The wall temperature (and therefore the room temperature) is quite low. In this step a heating system is added to resolve this. It consists of a radiator, a pump and a heater. The radiator has a nominal power of 3 kW for an inlet and outlet temperature of the radiator of 60°C and 40°C, and a room air and radiative temperature of 20°C. The pump has a (nominal) mass flow rate of 0.1 kg/s. Since the heating system uses water as a heat carrier fluid, the media for the models in the heating circuit should be set to MediumWater.
The radiator contains one port for convective heat transfer and
one for radiative heat transfer. Connect both in a reasonable way.
Since the heating system uses water as a heat carrier fluid, the
media for the models should be set to MediumWater.
The Boundary_pT model needs to be used to set an
absolute pressure somewhere in the system. Otherwise the absolute
pressure in the system is undefined. Pressure difference modelling
may be disregarded in the heating circuit since the chosen pump
sets a fixed mass flow rate regardless of the pressure drop.

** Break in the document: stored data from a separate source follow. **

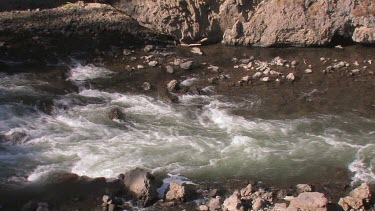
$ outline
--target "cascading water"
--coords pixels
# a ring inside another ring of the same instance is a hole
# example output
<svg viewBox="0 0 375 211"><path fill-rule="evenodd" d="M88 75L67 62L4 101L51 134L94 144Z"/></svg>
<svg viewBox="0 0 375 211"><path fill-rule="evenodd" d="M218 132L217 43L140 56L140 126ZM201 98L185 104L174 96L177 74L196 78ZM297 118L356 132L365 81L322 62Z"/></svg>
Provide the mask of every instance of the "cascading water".
<svg viewBox="0 0 375 211"><path fill-rule="evenodd" d="M28 73L0 76L2 183L36 181L59 171L116 177L135 167L192 178L277 180L314 179L349 168L354 181L375 182L374 119L248 118L234 111L251 109L255 101L233 103L219 95L183 95L171 105L97 89L92 81L110 83L116 73L93 65L70 69L66 80L79 87L77 93L50 91L51 82ZM46 99L53 102L51 114L35 106ZM109 118L112 109L124 118Z"/></svg>

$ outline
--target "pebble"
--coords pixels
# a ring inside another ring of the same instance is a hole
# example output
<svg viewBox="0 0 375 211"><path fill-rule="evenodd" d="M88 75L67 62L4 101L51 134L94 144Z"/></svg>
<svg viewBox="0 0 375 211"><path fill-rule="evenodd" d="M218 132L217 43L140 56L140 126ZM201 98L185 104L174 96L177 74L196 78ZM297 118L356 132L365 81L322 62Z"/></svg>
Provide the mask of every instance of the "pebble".
<svg viewBox="0 0 375 211"><path fill-rule="evenodd" d="M351 72L354 73L354 74L356 74L356 73L359 73L360 70L359 70L359 69L354 69L354 70L352 70Z"/></svg>
<svg viewBox="0 0 375 211"><path fill-rule="evenodd" d="M143 65L137 65L137 69L144 69L145 67Z"/></svg>
<svg viewBox="0 0 375 211"><path fill-rule="evenodd" d="M234 69L238 69L240 66L238 66L238 65L235 65L233 68Z"/></svg>
<svg viewBox="0 0 375 211"><path fill-rule="evenodd" d="M354 64L355 66L359 66L358 61L355 61L353 64Z"/></svg>
<svg viewBox="0 0 375 211"><path fill-rule="evenodd" d="M178 85L177 80L171 80L167 84L167 90L170 91L170 92L173 92L173 91L175 91L177 89L177 85Z"/></svg>
<svg viewBox="0 0 375 211"><path fill-rule="evenodd" d="M241 59L240 63L242 64L248 64L250 62L250 59Z"/></svg>
<svg viewBox="0 0 375 211"><path fill-rule="evenodd" d="M268 81L270 81L270 77L263 77L263 78L260 79L260 81L268 82Z"/></svg>
<svg viewBox="0 0 375 211"><path fill-rule="evenodd" d="M212 70L213 72L220 72L220 68L218 66L210 65L207 69Z"/></svg>
<svg viewBox="0 0 375 211"><path fill-rule="evenodd" d="M210 84L218 84L219 83L219 78L218 77L212 77L208 79L208 82Z"/></svg>
<svg viewBox="0 0 375 211"><path fill-rule="evenodd" d="M368 62L369 64L372 64L372 60L368 60L367 62Z"/></svg>
<svg viewBox="0 0 375 211"><path fill-rule="evenodd" d="M244 83L247 83L250 81L250 76L244 76L241 78L241 81L244 82Z"/></svg>
<svg viewBox="0 0 375 211"><path fill-rule="evenodd" d="M143 49L144 52L150 52L150 51L153 51L155 50L155 46L154 45L146 45L145 48Z"/></svg>
<svg viewBox="0 0 375 211"><path fill-rule="evenodd" d="M203 55L203 52L202 52L201 49L198 48L198 47L194 47L194 48L192 48L192 49L191 49L191 52L192 52L192 53L195 53L195 54Z"/></svg>
<svg viewBox="0 0 375 211"><path fill-rule="evenodd" d="M144 83L142 84L142 88L143 88L143 90L148 91L148 90L151 89L151 84L148 83L148 82L144 82Z"/></svg>
<svg viewBox="0 0 375 211"><path fill-rule="evenodd" d="M184 70L190 70L191 66L193 66L193 61L187 61L180 64L180 67Z"/></svg>
<svg viewBox="0 0 375 211"><path fill-rule="evenodd" d="M129 50L129 49L124 49L124 50L122 51L122 54L124 54L125 56L129 56L129 55L132 54L132 51Z"/></svg>
<svg viewBox="0 0 375 211"><path fill-rule="evenodd" d="M344 47L342 47L342 45L336 45L335 48L336 49L344 49Z"/></svg>
<svg viewBox="0 0 375 211"><path fill-rule="evenodd" d="M173 61L173 65L175 65L175 66L179 66L180 64L181 64L181 59L175 59Z"/></svg>
<svg viewBox="0 0 375 211"><path fill-rule="evenodd" d="M158 62L157 61L151 61L151 62L148 63L148 65L150 67L156 67L158 65Z"/></svg>
<svg viewBox="0 0 375 211"><path fill-rule="evenodd" d="M261 72L256 72L256 73L253 75L253 78L254 78L254 79L258 79L258 78L260 78L260 76L262 76L262 73L261 73Z"/></svg>
<svg viewBox="0 0 375 211"><path fill-rule="evenodd" d="M326 58L324 58L324 57L320 58L320 61L322 61L322 62L324 62L325 60L326 60Z"/></svg>
<svg viewBox="0 0 375 211"><path fill-rule="evenodd" d="M167 65L167 66L165 67L165 69L166 69L167 73L169 73L169 74L173 74L173 72L174 72L173 67L170 66L170 65Z"/></svg>
<svg viewBox="0 0 375 211"><path fill-rule="evenodd" d="M292 67L295 67L295 66L298 65L298 62L297 62L296 60L294 60L294 61L292 61L290 64L292 65Z"/></svg>
<svg viewBox="0 0 375 211"><path fill-rule="evenodd" d="M137 57L131 57L130 60L135 61L135 60L137 60Z"/></svg>
<svg viewBox="0 0 375 211"><path fill-rule="evenodd" d="M306 70L305 70L305 73L306 73L306 74L310 74L310 73L312 73L312 72L313 72L312 69L306 69Z"/></svg>
<svg viewBox="0 0 375 211"><path fill-rule="evenodd" d="M200 205L199 210L200 211L208 211L208 207L206 205Z"/></svg>
<svg viewBox="0 0 375 211"><path fill-rule="evenodd" d="M289 74L286 76L286 79L287 79L288 81L294 81L295 76L294 76L293 73L289 73Z"/></svg>

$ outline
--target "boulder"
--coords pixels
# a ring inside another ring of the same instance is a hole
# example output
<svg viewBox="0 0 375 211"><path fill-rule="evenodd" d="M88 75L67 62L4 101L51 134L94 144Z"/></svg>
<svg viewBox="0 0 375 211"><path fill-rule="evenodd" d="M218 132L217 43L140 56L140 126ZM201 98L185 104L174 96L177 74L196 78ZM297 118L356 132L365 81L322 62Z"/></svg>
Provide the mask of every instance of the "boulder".
<svg viewBox="0 0 375 211"><path fill-rule="evenodd" d="M371 200L371 192L368 184L363 183L358 188L352 190L349 196L341 198L339 205L345 210L364 209Z"/></svg>
<svg viewBox="0 0 375 211"><path fill-rule="evenodd" d="M186 202L194 197L196 194L196 188L193 184L179 184L176 182L171 182L165 199L167 201L181 201Z"/></svg>
<svg viewBox="0 0 375 211"><path fill-rule="evenodd" d="M243 209L241 205L240 194L236 191L229 198L225 199L223 204L224 211L240 211Z"/></svg>
<svg viewBox="0 0 375 211"><path fill-rule="evenodd" d="M139 205L149 206L157 200L157 181L144 169L136 168L125 173L124 184Z"/></svg>
<svg viewBox="0 0 375 211"><path fill-rule="evenodd" d="M304 211L326 211L328 200L323 193L305 192L295 197L290 202L288 209Z"/></svg>
<svg viewBox="0 0 375 211"><path fill-rule="evenodd" d="M111 120L124 119L125 115L122 113L122 111L119 108L112 108L111 110L109 110L108 117Z"/></svg>
<svg viewBox="0 0 375 211"><path fill-rule="evenodd" d="M168 82L168 84L167 84L167 90L169 92L174 92L174 91L177 90L177 88L178 88L178 82L177 82L177 80L171 80L171 81Z"/></svg>

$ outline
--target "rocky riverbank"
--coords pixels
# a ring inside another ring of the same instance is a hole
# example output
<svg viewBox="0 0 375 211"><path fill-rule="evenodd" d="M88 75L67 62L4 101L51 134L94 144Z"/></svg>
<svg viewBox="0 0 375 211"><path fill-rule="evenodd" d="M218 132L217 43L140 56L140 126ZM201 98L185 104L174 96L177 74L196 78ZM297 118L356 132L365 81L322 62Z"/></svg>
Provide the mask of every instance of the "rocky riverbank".
<svg viewBox="0 0 375 211"><path fill-rule="evenodd" d="M4 61L39 65L74 53L89 56L118 46L170 40L106 4L66 3L52 9L0 13L0 67Z"/></svg>
<svg viewBox="0 0 375 211"><path fill-rule="evenodd" d="M227 189L228 183L232 183ZM248 180L194 183L181 176L162 180L144 169L118 179L60 174L48 179L43 190L26 187L1 194L4 210L371 210L373 189L363 183L294 184L277 187Z"/></svg>

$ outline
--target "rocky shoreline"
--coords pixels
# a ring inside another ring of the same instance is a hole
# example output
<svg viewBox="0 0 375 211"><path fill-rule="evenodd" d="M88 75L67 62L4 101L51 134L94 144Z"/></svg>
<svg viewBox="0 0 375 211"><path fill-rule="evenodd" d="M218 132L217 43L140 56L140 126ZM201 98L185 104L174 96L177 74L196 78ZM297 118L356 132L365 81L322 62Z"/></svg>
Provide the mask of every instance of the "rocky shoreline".
<svg viewBox="0 0 375 211"><path fill-rule="evenodd" d="M42 185L43 190L31 186L2 193L1 206L4 210L24 211L140 208L150 211L348 211L375 208L373 187L366 183L352 188L343 183L277 187L262 181L242 180L218 182L211 186L186 179L174 175L166 178L152 175L140 168L120 174L117 179L57 174ZM232 187L227 189L226 185L231 182Z"/></svg>

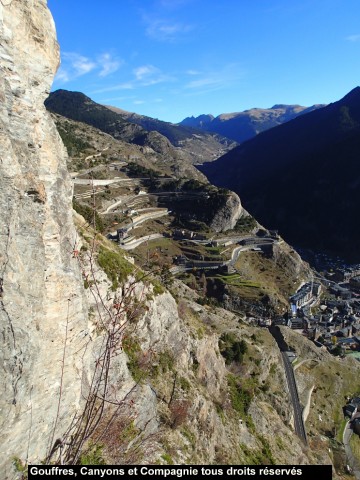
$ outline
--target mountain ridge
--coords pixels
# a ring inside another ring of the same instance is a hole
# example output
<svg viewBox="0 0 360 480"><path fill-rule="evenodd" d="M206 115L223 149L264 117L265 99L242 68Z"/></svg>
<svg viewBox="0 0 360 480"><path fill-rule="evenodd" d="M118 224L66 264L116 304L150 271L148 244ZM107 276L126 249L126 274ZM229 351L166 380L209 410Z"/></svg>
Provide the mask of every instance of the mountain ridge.
<svg viewBox="0 0 360 480"><path fill-rule="evenodd" d="M180 171L179 174L186 168L197 177L192 164L212 161L236 146L236 142L219 135L109 108L81 92L56 90L50 93L45 106L53 113L87 123L118 140L152 148L168 164L172 163L174 172Z"/></svg>
<svg viewBox="0 0 360 480"><path fill-rule="evenodd" d="M358 232L351 225L360 204L355 182L359 133L357 87L337 102L260 133L200 170L236 191L251 214L278 228L290 243L310 246L316 237L315 247L348 255L351 241L343 238L345 232ZM353 240L354 234L349 233Z"/></svg>
<svg viewBox="0 0 360 480"><path fill-rule="evenodd" d="M262 131L323 106L322 104L312 105L311 107L276 104L271 108L251 108L243 112L221 113L217 117L211 114L186 117L179 125L215 132L242 143Z"/></svg>
<svg viewBox="0 0 360 480"><path fill-rule="evenodd" d="M147 131L157 131L164 135L174 146L179 146L182 140L190 138L192 135L199 134L198 129L194 129L191 126L166 122L157 118L148 117L135 112L129 112L118 107L111 105L104 105L112 112L118 113L121 117L127 121L140 125ZM205 134L208 132L204 132ZM216 135L211 134L211 135ZM218 136L220 138L220 136ZM221 139L223 142L227 142L226 138Z"/></svg>

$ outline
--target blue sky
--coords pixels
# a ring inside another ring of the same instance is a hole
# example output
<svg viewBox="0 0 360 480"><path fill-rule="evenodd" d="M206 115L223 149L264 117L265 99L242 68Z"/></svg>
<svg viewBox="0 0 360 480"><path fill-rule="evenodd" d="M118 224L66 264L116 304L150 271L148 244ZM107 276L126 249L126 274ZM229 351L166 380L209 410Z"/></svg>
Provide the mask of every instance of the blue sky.
<svg viewBox="0 0 360 480"><path fill-rule="evenodd" d="M178 122L360 84L359 0L49 0L53 90Z"/></svg>

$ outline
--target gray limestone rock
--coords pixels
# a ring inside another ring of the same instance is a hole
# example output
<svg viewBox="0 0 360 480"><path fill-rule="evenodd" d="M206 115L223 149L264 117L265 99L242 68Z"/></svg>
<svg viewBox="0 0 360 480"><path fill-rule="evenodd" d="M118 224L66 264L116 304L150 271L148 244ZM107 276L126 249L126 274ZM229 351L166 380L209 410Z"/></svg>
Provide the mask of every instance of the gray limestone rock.
<svg viewBox="0 0 360 480"><path fill-rule="evenodd" d="M225 232L235 227L236 222L243 215L244 209L236 193L230 192L226 203L219 208L210 223L210 228L215 232Z"/></svg>
<svg viewBox="0 0 360 480"><path fill-rule="evenodd" d="M78 408L87 328L66 153L43 102L59 64L45 0L0 3L0 465L44 459Z"/></svg>

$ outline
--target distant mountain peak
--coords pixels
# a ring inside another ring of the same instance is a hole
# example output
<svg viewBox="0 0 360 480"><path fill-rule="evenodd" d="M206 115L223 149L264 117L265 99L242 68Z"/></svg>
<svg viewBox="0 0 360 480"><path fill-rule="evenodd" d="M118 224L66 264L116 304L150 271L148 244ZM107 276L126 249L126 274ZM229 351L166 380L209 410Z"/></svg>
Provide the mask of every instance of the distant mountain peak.
<svg viewBox="0 0 360 480"><path fill-rule="evenodd" d="M302 107L301 105L298 105L298 104L286 105L285 103L276 103L271 107L270 110L288 110L290 108L307 108L307 107Z"/></svg>
<svg viewBox="0 0 360 480"><path fill-rule="evenodd" d="M360 104L360 87L355 87L350 92L345 95L341 100L339 100L337 103L340 104L346 104L346 103L351 103L351 104Z"/></svg>
<svg viewBox="0 0 360 480"><path fill-rule="evenodd" d="M214 118L214 115L211 115L211 113L203 113L198 117L194 117L192 115L191 117L184 118L184 120L182 120L179 125L182 125L184 127L200 128L206 130L205 126L210 124L214 120Z"/></svg>
<svg viewBox="0 0 360 480"><path fill-rule="evenodd" d="M243 112L222 113L215 118L210 114L191 116L180 122L180 125L218 133L242 143L260 132L323 106L302 107L301 105L276 104L271 108L251 108Z"/></svg>
<svg viewBox="0 0 360 480"><path fill-rule="evenodd" d="M78 97L81 99L88 99L91 100L88 96L85 95L85 93L82 92L73 92L70 90L65 90L64 88L59 88L58 90L55 90L54 92L51 92L51 95L53 97L59 96L59 97Z"/></svg>
<svg viewBox="0 0 360 480"><path fill-rule="evenodd" d="M201 115L198 115L197 117L195 117L194 115L191 115L190 117L186 117L186 118L194 119L194 120L203 120L203 119L209 118L209 119L213 120L215 117L214 117L214 115L211 115L211 113L202 113Z"/></svg>

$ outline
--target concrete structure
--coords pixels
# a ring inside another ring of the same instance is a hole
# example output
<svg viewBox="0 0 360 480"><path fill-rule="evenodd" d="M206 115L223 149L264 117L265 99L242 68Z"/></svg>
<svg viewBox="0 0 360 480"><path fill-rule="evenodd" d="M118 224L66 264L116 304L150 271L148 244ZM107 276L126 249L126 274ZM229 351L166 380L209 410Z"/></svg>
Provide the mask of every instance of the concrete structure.
<svg viewBox="0 0 360 480"><path fill-rule="evenodd" d="M290 306L293 315L296 315L298 309L308 305L321 292L319 283L305 283L294 295L290 297Z"/></svg>
<svg viewBox="0 0 360 480"><path fill-rule="evenodd" d="M304 330L304 328L306 328L306 321L304 318L295 317L289 320L288 326L293 330Z"/></svg>

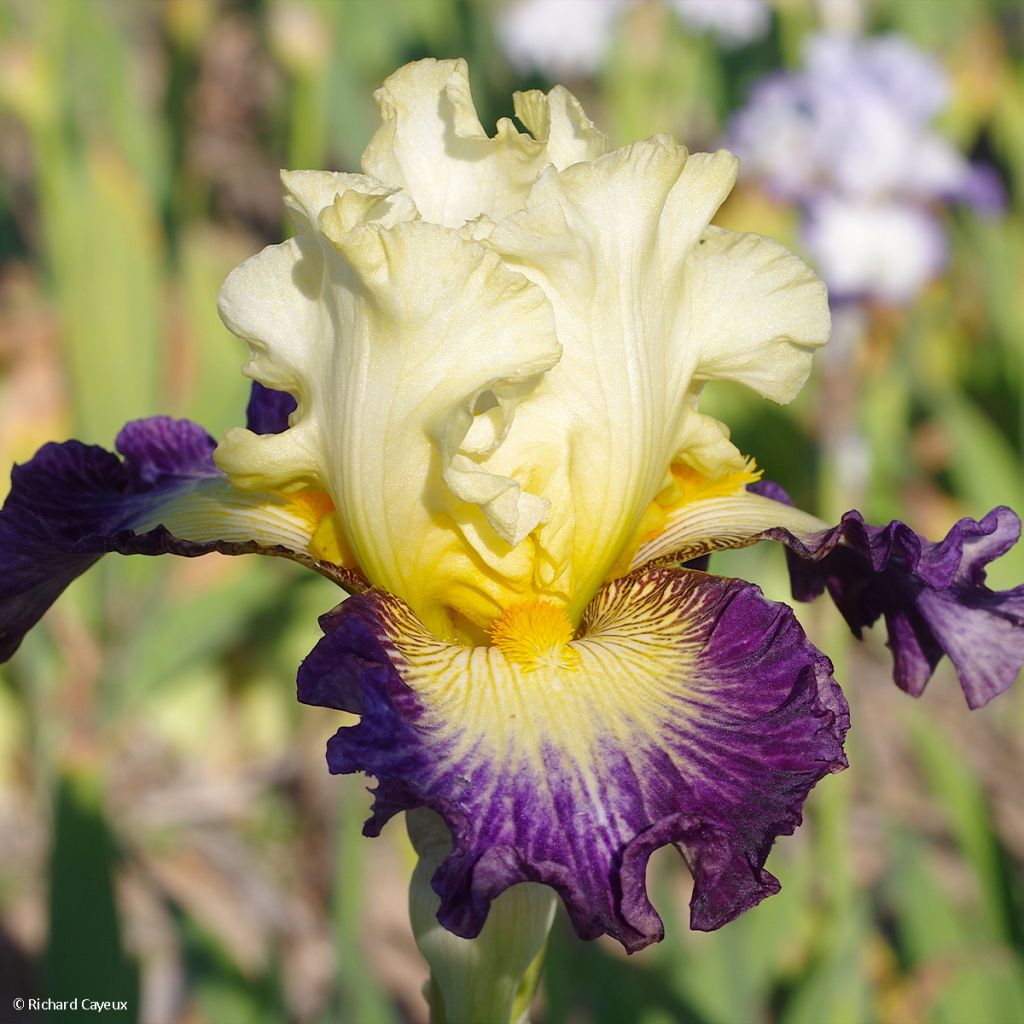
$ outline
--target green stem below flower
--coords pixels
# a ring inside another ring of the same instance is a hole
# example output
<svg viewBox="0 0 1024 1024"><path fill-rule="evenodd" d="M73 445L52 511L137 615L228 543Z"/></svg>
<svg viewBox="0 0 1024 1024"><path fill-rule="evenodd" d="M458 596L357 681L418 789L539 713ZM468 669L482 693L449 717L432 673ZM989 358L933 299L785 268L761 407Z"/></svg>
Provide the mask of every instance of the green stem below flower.
<svg viewBox="0 0 1024 1024"><path fill-rule="evenodd" d="M440 900L430 879L451 849L451 836L432 811L406 815L419 855L409 887L409 917L416 945L430 965L426 992L432 1024L526 1024L540 981L553 890L534 882L515 885L491 907L483 930L463 939L437 920Z"/></svg>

Set the heater input to 1, meaning that it will produce 1 times its nominal power.
The pump and the heater need a control input, which we set here
to a constant of 1. However, in the next version of this
model, we want to connect an actual controller to these models. We
can therefore introduce a Boolean constant (or a
Boolean parameter would also work), and use this to
conditionally remove the Modelica block that outputs the control
signal. When Modelica removes such a block, then all connections to
it will also be removed.
The result of the air temperature is plotted in the figure below. The temperature rises very steeply since the wall is relatively well insulated (k=0.04 W/(m*K)) and the heater is not disabled when it becomes too warm.